Sutopo (2004), menjelaskan proses perkecambahan benih merupakan suatu rangkaian kompleks perubahan-perubahan morfologi, fisiologi dan biokimia. Tahap pertama suatu perkecambahan benih dimulai dengan penyerapan air oleh benih, melunaknya kulit benih dan hidrasi dari protoplasma. Tahap kedua dimulai dengan kegiatan-kegiatan sel dan enzim-enzim serta naiknya tingkat respirasi benih. Tahap ketiga merupakan tahap dimana terjadi penguraian bahan-bahan seperti karbohidrat, lemak dan protein menjadi bentuk-bentuk yang melarut dan ditranslokasikan ke titik tumbuh. Tahap ke empat adalah asimilasi dari bahan-bahan yang telah diuraikan tadi di daerah meristematik untuk menghasilkan energi bagi kegiatan pembentukan komponen dan pertumbuhan
sel-sel baru. Tahap ke lima adalah pertumbuhan dari kecambah melalui proses pembelahan, pembesaran dan pembagian sel-sel pada titik-titik tumbuh. Sementara daun belum dapat berfungsi sebagai organ untuk fotosintesa maka pertumbuhan kecambah sangat tergantung kepada persediaan makanan yang ada di dalam biji.
Faktor-faktor yang mempengaruhi perkecambahan benih yaitu faktor luar dan faktor dalam. Faktor luar terdiri dari air, suhu, oksigen, media dan cahaya. Sedangkan faktor dalam terdiri dari tingkat kemasakan benih, ukuran benih, dormansi dan pengambat perkecambahan.
Di dalam perkecambahan benih terdapat dua tipe pertumbuhan awal dari suatu kecambah tanaman yaitu:
a. Tipe Epigeal (Epigeous) dimana munculnya radikel diikuti dengan memanjangnya hipokotil secara keseluruhan dan membawa serta kotiledon dan plumula ke atas permukaan tanah. Contoh pinus (Pinus sp) dan tomat (Lycopersicon esculentum).
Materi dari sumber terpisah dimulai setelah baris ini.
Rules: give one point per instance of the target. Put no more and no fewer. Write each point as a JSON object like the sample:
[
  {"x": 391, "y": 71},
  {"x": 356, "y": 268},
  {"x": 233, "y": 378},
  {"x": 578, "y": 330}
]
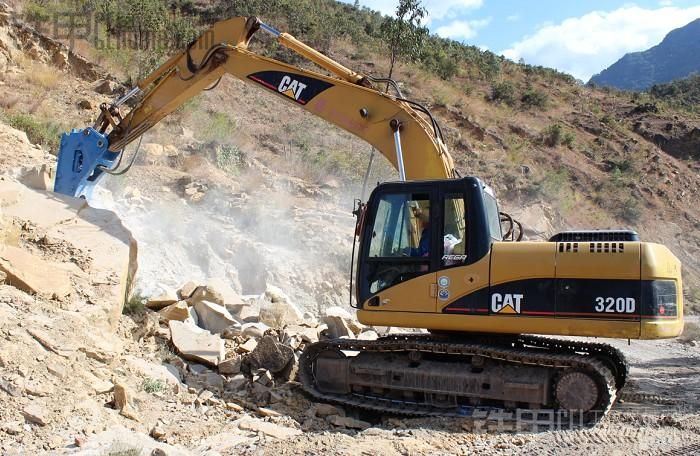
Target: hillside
[
  {"x": 238, "y": 210},
  {"x": 560, "y": 155},
  {"x": 676, "y": 57}
]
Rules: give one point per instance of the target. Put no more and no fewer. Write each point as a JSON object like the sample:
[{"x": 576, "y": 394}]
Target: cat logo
[
  {"x": 506, "y": 303},
  {"x": 296, "y": 87},
  {"x": 291, "y": 88}
]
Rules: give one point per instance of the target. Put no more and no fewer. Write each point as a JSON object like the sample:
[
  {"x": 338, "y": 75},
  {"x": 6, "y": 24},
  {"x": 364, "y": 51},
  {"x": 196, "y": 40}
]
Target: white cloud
[
  {"x": 586, "y": 45},
  {"x": 462, "y": 30},
  {"x": 437, "y": 9}
]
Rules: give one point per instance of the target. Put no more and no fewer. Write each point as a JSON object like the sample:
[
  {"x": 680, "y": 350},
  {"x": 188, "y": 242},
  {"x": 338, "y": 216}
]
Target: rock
[
  {"x": 213, "y": 317},
  {"x": 233, "y": 406},
  {"x": 38, "y": 388},
  {"x": 308, "y": 335},
  {"x": 159, "y": 302},
  {"x": 262, "y": 411},
  {"x": 278, "y": 310},
  {"x": 256, "y": 330},
  {"x": 248, "y": 346},
  {"x": 198, "y": 369},
  {"x": 236, "y": 383},
  {"x": 118, "y": 440},
  {"x": 368, "y": 335},
  {"x": 39, "y": 177},
  {"x": 12, "y": 427},
  {"x": 207, "y": 293},
  {"x": 158, "y": 431},
  {"x": 105, "y": 87},
  {"x": 33, "y": 274},
  {"x": 35, "y": 413},
  {"x": 263, "y": 377},
  {"x": 166, "y": 373},
  {"x": 153, "y": 149},
  {"x": 122, "y": 402},
  {"x": 336, "y": 311},
  {"x": 196, "y": 344},
  {"x": 171, "y": 151},
  {"x": 223, "y": 290},
  {"x": 69, "y": 223},
  {"x": 179, "y": 311},
  {"x": 346, "y": 421},
  {"x": 12, "y": 387},
  {"x": 268, "y": 354},
  {"x": 231, "y": 366},
  {"x": 185, "y": 291},
  {"x": 337, "y": 327},
  {"x": 223, "y": 443},
  {"x": 208, "y": 381},
  {"x": 247, "y": 313},
  {"x": 270, "y": 429},
  {"x": 323, "y": 410}
]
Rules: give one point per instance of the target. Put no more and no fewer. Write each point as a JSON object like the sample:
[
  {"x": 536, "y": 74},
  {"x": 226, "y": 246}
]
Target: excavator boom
[{"x": 346, "y": 99}]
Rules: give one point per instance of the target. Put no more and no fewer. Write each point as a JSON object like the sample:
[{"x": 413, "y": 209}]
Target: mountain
[{"x": 677, "y": 56}]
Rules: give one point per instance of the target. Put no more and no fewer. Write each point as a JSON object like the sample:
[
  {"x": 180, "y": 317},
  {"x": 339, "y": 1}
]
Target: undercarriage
[{"x": 454, "y": 375}]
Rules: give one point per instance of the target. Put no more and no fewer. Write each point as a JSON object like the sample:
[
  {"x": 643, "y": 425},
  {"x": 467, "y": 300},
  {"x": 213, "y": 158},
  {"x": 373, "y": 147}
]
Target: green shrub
[
  {"x": 136, "y": 304},
  {"x": 533, "y": 98},
  {"x": 555, "y": 135},
  {"x": 229, "y": 157},
  {"x": 153, "y": 385},
  {"x": 43, "y": 132},
  {"x": 503, "y": 92}
]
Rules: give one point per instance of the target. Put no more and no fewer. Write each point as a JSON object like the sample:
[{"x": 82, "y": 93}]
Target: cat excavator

b. Tipe hypogeal (Hypogeous) dimana munculnya radikel diikuti dengan pemanjangan plumula, hipokotil tidak memanjang ke atas permukaan tanah sedangkan kotiledon tetap berada di dalam kulit biji di bawah permukaan tanah, contoh jagung (Zea mays).
Untuk evaluasi kecambah digunakan kriteria sebagai berikut : a. Kecambah normal yaitu :
a) Kecambah yang memiliki perkembangan sistem perakaran baik terutama akar primer dan untuk tanaman yang secara normal menghasilkan akar seminal maka akar ini tidak boleh kurang dari dua kali panjang benih. b) Perkembangan hipokotil yang baik dan sempurna tanpa ada kerusakan
pada jaringan-jaringannya.
c) Pertumbuhan plumula yang sempurna dengan daun hijau dan tumbuh baik, di dalam atau muncul dari koleoptil atau pertumbuhan epikotil yang sempurna dengan kuncup yang normal.
d) Memiliki satu kotiledon untuk kecambah dari monokotil dan dua bagi dikotil.
b. Kecambah abnormal yaitu:
a) Kecambah yang rusak, tanpa kotiledon, embrio yang pecah dan akar primer yang pendek.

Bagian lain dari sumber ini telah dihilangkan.